En la Misa crismal se bendice el aceite perfumado (crisma) que representa al mismo Espíritu Santo, y que se utilizará durante el año en los sacramentos del Bautismo, de la Confirmación, de la Ordenación de los diáconos, sacerdotes y obispos.
También se bendice el óleo (aceite) que se utilizará en el sacramento de la Unción de los enfermos.
Se celebra el jueves santo por la mañana.
Es una celebración de gran belleza, que además cuenta con un rico contenido catequético.

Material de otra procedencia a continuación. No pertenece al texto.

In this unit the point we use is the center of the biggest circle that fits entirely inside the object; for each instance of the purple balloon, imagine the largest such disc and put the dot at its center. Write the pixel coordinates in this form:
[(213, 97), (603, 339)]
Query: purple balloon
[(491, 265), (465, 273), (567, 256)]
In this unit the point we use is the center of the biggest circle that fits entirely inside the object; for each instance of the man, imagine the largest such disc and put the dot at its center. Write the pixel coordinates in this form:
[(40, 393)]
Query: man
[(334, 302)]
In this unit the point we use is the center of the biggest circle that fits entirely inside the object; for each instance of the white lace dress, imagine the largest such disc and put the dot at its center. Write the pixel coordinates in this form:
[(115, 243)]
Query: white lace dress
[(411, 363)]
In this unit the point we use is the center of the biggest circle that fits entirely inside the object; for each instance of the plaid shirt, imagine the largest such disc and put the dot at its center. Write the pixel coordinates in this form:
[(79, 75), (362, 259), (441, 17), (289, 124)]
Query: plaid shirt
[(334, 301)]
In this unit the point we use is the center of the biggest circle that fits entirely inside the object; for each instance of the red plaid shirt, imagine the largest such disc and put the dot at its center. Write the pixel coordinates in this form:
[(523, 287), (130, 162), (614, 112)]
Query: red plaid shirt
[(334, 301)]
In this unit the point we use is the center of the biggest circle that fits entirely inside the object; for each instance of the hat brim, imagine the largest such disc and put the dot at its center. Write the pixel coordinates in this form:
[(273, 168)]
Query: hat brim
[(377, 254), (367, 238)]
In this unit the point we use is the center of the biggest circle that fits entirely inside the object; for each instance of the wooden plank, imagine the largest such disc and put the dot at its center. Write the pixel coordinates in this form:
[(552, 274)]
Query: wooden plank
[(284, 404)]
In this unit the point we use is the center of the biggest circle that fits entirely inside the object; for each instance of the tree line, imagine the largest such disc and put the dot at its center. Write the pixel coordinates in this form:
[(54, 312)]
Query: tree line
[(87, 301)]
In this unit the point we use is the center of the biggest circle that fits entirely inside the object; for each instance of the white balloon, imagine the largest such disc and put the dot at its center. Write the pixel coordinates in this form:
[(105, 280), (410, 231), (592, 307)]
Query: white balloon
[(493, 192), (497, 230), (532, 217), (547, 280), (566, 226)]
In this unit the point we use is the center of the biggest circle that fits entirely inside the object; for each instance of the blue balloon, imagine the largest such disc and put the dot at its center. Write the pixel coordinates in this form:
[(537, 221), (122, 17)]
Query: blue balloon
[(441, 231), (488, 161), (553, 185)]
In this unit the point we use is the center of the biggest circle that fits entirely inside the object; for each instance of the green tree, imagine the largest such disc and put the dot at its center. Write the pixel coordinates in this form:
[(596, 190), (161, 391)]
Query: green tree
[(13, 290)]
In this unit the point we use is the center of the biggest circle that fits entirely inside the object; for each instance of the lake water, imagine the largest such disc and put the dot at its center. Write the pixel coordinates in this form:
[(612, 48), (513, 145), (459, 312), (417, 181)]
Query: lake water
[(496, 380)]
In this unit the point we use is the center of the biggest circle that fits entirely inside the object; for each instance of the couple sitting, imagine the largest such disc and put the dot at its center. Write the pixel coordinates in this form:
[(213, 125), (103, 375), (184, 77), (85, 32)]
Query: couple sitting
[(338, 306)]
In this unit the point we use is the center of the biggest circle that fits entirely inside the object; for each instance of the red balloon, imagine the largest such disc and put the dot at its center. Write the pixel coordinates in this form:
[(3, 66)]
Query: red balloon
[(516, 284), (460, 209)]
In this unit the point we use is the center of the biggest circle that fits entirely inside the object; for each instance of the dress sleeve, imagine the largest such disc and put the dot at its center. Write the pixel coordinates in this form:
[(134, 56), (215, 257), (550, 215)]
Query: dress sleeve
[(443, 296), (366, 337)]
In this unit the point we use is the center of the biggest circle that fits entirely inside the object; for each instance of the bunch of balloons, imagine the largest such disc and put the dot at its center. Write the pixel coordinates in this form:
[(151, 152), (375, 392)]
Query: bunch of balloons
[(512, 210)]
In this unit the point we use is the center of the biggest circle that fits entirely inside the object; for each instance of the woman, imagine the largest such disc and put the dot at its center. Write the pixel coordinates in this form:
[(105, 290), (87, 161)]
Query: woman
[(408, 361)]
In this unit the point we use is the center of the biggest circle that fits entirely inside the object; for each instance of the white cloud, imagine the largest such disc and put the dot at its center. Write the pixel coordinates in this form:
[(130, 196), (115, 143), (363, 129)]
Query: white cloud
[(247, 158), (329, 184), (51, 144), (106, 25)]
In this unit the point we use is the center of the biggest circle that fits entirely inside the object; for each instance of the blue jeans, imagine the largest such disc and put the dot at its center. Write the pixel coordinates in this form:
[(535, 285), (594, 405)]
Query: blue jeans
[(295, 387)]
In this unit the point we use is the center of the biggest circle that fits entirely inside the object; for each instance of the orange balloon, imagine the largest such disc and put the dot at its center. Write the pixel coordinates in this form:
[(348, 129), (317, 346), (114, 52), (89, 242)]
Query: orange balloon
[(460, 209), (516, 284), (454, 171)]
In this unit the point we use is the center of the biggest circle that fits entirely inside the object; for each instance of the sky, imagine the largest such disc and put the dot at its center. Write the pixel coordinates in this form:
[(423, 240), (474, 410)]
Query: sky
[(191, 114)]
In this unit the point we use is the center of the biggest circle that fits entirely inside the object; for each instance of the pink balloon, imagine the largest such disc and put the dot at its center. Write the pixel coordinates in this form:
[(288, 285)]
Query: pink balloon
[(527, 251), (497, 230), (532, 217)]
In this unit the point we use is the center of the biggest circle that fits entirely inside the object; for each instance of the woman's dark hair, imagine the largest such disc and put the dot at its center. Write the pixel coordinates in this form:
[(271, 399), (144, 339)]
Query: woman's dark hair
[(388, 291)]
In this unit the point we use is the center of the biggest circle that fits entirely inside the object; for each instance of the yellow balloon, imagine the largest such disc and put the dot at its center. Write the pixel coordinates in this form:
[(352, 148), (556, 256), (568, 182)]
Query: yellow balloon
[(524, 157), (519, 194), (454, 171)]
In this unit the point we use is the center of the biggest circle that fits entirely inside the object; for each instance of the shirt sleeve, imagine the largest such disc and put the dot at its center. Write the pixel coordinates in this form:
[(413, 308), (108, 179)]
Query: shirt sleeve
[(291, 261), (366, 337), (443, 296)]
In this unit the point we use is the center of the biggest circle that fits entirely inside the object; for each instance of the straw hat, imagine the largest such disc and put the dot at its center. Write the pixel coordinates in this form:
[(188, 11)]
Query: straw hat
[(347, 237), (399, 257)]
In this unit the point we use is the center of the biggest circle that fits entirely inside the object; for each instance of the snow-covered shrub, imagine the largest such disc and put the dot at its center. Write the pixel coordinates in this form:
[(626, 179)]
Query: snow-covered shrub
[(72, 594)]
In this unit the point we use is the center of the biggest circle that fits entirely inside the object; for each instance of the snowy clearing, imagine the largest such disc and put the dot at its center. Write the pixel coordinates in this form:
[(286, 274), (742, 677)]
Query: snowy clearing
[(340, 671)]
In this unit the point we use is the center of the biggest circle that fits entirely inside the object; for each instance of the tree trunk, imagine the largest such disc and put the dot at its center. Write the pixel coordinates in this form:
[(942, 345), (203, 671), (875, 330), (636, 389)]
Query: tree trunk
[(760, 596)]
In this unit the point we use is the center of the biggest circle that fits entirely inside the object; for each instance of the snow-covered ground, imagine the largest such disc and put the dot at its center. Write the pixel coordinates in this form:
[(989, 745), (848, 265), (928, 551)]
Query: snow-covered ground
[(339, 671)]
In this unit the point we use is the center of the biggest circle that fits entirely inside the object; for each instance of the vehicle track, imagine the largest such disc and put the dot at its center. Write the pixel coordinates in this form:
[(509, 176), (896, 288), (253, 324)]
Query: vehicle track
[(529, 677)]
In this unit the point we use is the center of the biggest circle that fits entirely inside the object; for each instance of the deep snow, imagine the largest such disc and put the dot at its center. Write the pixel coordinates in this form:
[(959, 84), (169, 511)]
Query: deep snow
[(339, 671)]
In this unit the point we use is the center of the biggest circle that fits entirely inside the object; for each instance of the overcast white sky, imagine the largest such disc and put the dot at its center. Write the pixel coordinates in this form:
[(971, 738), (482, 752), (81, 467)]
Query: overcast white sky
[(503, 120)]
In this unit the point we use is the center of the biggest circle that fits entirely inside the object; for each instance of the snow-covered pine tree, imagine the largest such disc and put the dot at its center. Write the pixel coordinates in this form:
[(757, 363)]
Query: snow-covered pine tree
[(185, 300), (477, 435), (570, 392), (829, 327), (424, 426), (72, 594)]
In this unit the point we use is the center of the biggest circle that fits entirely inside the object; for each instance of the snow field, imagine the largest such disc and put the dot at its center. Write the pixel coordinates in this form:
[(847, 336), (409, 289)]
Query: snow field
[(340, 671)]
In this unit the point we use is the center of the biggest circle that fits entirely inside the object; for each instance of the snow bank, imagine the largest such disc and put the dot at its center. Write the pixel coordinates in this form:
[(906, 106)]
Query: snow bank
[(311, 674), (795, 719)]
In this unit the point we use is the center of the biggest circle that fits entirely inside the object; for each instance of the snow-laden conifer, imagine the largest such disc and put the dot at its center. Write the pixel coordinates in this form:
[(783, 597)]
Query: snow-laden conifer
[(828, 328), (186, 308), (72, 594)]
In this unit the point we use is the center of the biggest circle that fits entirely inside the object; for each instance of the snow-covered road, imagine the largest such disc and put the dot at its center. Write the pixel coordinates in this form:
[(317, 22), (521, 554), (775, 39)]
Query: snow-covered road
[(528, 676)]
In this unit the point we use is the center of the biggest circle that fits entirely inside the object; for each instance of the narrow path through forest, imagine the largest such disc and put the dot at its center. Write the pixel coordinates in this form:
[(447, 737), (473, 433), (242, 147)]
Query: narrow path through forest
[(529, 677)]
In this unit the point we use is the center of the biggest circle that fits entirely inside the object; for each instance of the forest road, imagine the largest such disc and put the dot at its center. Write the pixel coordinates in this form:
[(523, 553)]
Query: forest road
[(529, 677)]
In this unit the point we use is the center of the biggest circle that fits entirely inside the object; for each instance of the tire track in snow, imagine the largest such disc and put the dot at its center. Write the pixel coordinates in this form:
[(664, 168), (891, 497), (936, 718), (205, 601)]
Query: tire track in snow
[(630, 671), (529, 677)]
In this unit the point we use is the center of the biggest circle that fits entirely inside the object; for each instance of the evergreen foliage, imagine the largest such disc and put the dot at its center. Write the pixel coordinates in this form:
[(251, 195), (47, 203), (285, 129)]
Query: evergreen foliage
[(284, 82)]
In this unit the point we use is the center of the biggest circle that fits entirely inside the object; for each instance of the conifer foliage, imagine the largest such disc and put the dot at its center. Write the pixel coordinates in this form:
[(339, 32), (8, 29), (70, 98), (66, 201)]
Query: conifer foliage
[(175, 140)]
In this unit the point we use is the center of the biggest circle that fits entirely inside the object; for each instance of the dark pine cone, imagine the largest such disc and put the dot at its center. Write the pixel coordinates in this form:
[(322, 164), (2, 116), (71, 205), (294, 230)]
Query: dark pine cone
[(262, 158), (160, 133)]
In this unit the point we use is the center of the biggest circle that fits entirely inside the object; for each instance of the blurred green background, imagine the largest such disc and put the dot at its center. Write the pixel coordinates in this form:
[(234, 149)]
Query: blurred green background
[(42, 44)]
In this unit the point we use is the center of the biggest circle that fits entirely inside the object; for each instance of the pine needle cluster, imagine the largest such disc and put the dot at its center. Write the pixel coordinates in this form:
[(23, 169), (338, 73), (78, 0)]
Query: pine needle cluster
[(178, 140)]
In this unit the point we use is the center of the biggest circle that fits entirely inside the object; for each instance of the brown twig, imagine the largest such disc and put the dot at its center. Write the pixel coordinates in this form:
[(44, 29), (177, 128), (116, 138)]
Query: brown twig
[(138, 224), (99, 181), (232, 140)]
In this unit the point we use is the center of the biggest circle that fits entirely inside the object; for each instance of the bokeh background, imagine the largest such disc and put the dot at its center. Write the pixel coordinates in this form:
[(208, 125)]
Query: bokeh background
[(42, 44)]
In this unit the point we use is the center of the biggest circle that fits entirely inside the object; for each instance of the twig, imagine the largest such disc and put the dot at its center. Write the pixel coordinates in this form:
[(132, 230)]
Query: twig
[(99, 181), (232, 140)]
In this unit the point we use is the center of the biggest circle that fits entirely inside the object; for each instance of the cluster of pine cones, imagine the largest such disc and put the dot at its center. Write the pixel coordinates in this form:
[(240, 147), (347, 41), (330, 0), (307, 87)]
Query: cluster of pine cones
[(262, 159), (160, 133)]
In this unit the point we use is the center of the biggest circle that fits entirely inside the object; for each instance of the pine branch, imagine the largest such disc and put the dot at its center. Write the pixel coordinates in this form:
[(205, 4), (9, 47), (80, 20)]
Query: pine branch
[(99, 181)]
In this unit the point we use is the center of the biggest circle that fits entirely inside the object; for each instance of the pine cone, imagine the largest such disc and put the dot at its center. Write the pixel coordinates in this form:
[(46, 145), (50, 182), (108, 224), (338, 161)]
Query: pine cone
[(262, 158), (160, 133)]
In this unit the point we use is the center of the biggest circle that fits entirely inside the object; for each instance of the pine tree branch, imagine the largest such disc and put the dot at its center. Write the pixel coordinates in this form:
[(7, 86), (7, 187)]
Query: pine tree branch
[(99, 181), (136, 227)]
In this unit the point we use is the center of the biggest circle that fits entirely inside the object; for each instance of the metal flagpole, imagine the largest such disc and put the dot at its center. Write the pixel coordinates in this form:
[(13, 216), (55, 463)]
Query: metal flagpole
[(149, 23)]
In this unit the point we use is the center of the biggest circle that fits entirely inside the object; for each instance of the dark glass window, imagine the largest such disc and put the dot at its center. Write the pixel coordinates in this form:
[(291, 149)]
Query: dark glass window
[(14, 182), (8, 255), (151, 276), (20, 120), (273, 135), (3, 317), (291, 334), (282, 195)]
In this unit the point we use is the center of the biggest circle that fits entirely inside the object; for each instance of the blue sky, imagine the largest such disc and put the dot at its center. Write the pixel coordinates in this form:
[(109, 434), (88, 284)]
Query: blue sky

En algunas diócesis han optado por celebrar esta misa el Martes Santo por razones de practicidad.
Todos los fieles de la diócesis deberían acudir a la Catedral para participar de la misa junto a su Obispo y sacerdotes.
El obispo concelebra con sus sacerdotes
como señal de unidad y fraternidad.
La consagración del crisma y bendición de los óleos subraya el carácter sacramental de la Iglesia.
A partir de los sacramentos (Bautismo, Confirmación, Orden sagrado, Unción de enfermos) actualiza el misterio pascual, se responsabiliza de la misión, crece con nuevos miembros, y se edifica en medio del mundo.
Los sacerdotes concelebrantes se asocian a la plegaria consecratoria, que es una de las más solemnes de la liturgia. Contiene una auténtica lección sobre la dignidad y poder de los sacramentos, en particular del bautismo.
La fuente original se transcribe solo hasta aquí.